J’en étais donc à la recherche de ce garçon, qui allait partager ma vie, un complice, un amoureux, un amant, un ami, tout ça "en cachette" dans une première approche…
Les rencontres se succédaient, mais ne débouchaient sur rien de stable, pourtant les garçons que je rencontrais me disaient que je leur plaisais beaucoup, qu’ils me trouvaient sympathique et intelligent (enfin c’est pas moi qui le dit).
Je ne comprenais guère, enfin j’allais y voir clair plus tard, toujours dans le cadre de ma quête brave de la moitié perdue quelque part dans la planète Terre!
C’est en chattant sur le net, que j’ai appris beaucoup de choses. Je savais enfin qui j’étais : je ne représente qu’un fantasme !
J’en étais réduit au statut d’objet et j’avais des frissons en voyant les amalgames et les schémas mentaux des gens en ce qui concerne les beurs gays !
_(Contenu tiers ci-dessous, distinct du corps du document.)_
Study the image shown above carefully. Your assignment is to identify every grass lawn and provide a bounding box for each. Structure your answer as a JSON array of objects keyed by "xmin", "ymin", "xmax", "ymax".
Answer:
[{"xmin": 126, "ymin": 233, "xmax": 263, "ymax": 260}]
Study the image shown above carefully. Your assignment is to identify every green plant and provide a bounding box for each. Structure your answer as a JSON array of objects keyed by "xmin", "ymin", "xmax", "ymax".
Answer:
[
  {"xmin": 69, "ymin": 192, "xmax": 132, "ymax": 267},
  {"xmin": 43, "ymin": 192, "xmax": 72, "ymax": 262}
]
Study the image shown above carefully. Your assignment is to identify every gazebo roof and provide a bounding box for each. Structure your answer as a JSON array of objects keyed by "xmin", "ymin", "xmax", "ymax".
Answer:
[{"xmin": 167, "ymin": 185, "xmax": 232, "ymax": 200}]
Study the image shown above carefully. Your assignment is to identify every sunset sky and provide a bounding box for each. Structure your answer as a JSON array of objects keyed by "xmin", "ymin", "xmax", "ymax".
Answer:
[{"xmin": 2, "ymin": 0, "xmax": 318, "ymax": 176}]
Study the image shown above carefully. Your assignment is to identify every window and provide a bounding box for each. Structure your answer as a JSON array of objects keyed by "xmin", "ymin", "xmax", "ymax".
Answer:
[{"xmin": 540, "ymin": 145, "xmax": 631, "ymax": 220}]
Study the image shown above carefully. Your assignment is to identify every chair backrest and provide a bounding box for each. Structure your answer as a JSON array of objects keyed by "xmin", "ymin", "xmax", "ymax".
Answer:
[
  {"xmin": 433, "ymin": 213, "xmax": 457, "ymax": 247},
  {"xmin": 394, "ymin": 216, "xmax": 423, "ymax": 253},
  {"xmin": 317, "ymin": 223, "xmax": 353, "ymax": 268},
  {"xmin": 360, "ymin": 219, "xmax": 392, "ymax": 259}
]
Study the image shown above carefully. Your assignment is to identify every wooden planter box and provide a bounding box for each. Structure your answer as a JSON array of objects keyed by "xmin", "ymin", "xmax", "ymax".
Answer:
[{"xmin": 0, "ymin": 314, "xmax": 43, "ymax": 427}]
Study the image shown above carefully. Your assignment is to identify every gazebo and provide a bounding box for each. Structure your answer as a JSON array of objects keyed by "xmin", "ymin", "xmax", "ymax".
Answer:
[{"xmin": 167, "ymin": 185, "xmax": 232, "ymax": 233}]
Entre ceux déçus de savoir que je m’habille BCBG (ben oui, le fameux fantasme lascar, franchement, je "n'assure pas"), ceux surpris que je ne comprenne guère "verlan" et que je n’ai aucun accent de quelconque connotation, voir ceux qui demandaient si j’étais "vicelard sexuellement" ou le bien fameux "macho au lit"…
Et les questions classiques fusaient, "c’est vrai que les beurs sont très bien membrés ?" ou encore, "on dit que les beurs sont les pires des s…… au lit, et toi ?".
Rien de méchant me diriez-vous, mais avec ces personnes on discutait de rencontre pour se connaître et construire quelque chose éventuellement!
Mais le pire, c’était les individus qui me contactaient sur les channels de chat pour me "louer" une notion que j’ai appris grâce à Internet. Que de découvertes !
Enfin, vient la "période des amours", ce n’était pas très gai non plus finalement, mais au moins j’ai pu vivre des émotions fortes et dont je n’essaye de garder que le bon.
Je me souviens de Xavier avec qui c’était plus que fusionnel, l’amour total, je voulais crier au monde mon bonheur pour le partager avec la planète entière.
Trois mois plus tard, dans un moment d’intimité, j’ai eu le malheur de lui demander ce qu’il avait pensé en me voyant la première fois (je l’avais rencontré en chattant sur le net, ben oui je suis timide et Internet ça révolutionne ma vie tous les jours), la réponse à ma question fut si romantique "ben, je me posais des questions quant à l’hygiène chez les arabes"…
Aïe ! Ca fait très mal surtout quand vous faites du "fishing for compliments" ou vous vous attendez à quelconque phrase complaisante !
Je me souviens également de ce bel homme - rencontré dans une boîte - qui m’avait enchanté toute une soirée pendant laquelle nous avions refait le monde alors que les trémoussements des autres ne nous occupait point.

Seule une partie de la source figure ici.